Some of you may remember that over the last year or two I took on starting the process of updating the dining section for Fodor’s BA guide. It’s kind of a new arena for me – I had a loose connection with the territory back in the days when I was reviewing restaurants for Time Out BA, but I didn’t directly work on the guidebook, just the magazine – the guidebook is simply edited from things pulled from recent issues of the magazine, with some added exposition done by the editors. I have had the opportunity to respond to my own readers’ critiques of my critiques, here on the blog, but it’s generally been pretty civil. Only a couple of times has it gotten ugly – in one case I simply deleted all of the reader’s comments and e-mails, the other, or at least the part that occurred on the blog, is located here and I took the person on publicly.

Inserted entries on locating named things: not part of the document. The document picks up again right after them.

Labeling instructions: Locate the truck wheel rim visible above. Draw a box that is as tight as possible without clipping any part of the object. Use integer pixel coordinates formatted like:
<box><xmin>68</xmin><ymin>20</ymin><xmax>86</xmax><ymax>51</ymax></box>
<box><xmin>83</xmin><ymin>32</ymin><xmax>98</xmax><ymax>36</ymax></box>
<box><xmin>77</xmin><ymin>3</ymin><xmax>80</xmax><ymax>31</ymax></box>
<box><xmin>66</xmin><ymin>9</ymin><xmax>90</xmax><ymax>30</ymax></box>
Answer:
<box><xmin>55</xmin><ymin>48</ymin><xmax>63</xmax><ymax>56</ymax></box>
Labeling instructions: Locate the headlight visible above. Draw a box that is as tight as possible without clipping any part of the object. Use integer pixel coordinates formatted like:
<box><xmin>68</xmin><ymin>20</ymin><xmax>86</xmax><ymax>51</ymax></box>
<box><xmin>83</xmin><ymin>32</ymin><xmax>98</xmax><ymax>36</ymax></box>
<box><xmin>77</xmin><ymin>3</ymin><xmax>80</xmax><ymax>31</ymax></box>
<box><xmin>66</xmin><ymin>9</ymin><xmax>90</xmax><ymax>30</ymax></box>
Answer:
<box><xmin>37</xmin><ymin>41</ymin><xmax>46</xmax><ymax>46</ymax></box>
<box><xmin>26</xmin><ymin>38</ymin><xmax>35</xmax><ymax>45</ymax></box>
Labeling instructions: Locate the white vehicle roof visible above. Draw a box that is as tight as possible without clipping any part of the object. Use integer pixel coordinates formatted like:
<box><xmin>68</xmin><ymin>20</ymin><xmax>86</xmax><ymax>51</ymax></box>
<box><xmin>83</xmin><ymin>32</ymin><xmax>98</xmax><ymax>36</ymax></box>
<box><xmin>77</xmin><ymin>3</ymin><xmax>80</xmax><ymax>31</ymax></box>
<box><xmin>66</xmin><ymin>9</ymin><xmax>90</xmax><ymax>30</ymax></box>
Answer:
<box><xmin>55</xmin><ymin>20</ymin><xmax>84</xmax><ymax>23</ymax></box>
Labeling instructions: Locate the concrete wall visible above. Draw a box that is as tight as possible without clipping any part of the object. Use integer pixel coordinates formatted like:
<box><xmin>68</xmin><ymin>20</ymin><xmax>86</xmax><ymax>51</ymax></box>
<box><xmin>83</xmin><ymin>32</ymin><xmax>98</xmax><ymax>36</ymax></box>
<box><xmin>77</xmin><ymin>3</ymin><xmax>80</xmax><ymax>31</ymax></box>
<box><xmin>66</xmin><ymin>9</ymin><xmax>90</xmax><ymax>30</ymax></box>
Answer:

Recently I got a note from the editor who I had been working with at Fodor’s asking me for my thoughts on a reader’s e-mail:
“Your 2012 Argentina Guidebook lists the Rio Alba restaurant as the best parilla in Buenos Aires. It absolutely is not! We ordered the most expensive cuts of beef. The meat was cooked to death and tough as leather even though we ordered it medium rare. The side dishes we ordered were incredibly bland and above all the prices were ridiculous. This terrible meal cost us 351Ar$. We would have gotten a better meal at Sizzlers, which makes us question whether you ever even sampled this restaurant! We just tossed your guidebook in the trash.”
So, a couple of things here. First, this is one of the places I have/had yet to get to to re-review, which is one of the reasons the editor asked my thoughts, it had been a few years since my predecessor had visited it, and things do change. It’s one of the drawbacks of guidebooks – they can’t always be 100% up-to-date. Second, even though I’ve liked it on my past visits and gave it a decent write-up here, I doubt I ever would have put Rio Alba as the best parrilla in BA (and unfortunately, because the book has been updated numerous times by different writers, there are actually several in the city listed as the best – one of the things I let the editor know I want to address in an overhaul for the next publication), though at least for those places that I’ve tried, it’s easily the best in the Palermo Chico neighborhood, and I’ll stand by that pending trying somewhere better. Third, drama, drama, drama. The reaction is silly. No, stupid, inane, even asinine. I mean, one recommendation that you disagree in a guidebook that stretches to 328 pages and that invalidates the entire thing? But, I told the editor I’d drop in on the place sometime and just see if something had drastically changed since my last visit, which was about a year and a half ago.
Service was efficient, friendly, everything you’d want it to be. The place still has that old-timey staid air, but so what, it’s a classic steakhouse. Oh and a nice discount for cash payment, if you ask. Here was my response back to the editor:
“Just had lunch at Rio Alba with a couple of friends. It was as good as always. I’d still never say it was the best parrilla in BA, but it’s quite good and probably the best in the Palermo Chico area. We ordered meals for three, with side dishes, each steak came out cooked perfectly the way requested, all were properly seasoned, huge portions, more than we could eat, and the whole thing, tip included, ran us 160 pesos apiece, or basically us$32 at official exchange rate and us$22 at the unofficial rate. A bargain and other than maybe removing the line claiming it’s the best in BA (you could just change BA to Palermo Chico) I think the review is dead-on.”
So in the end, I stand-by the past reviewer’s recommendation, if not quite as glowingly. While it’s possible that the complainer, “PCL”, hit them on an off-night or just simply got a bad couple of steaks, I actually just don’t believe him – no doubt something happened that just wasn’t perfection, but the rest is likely all exaggeration and drama.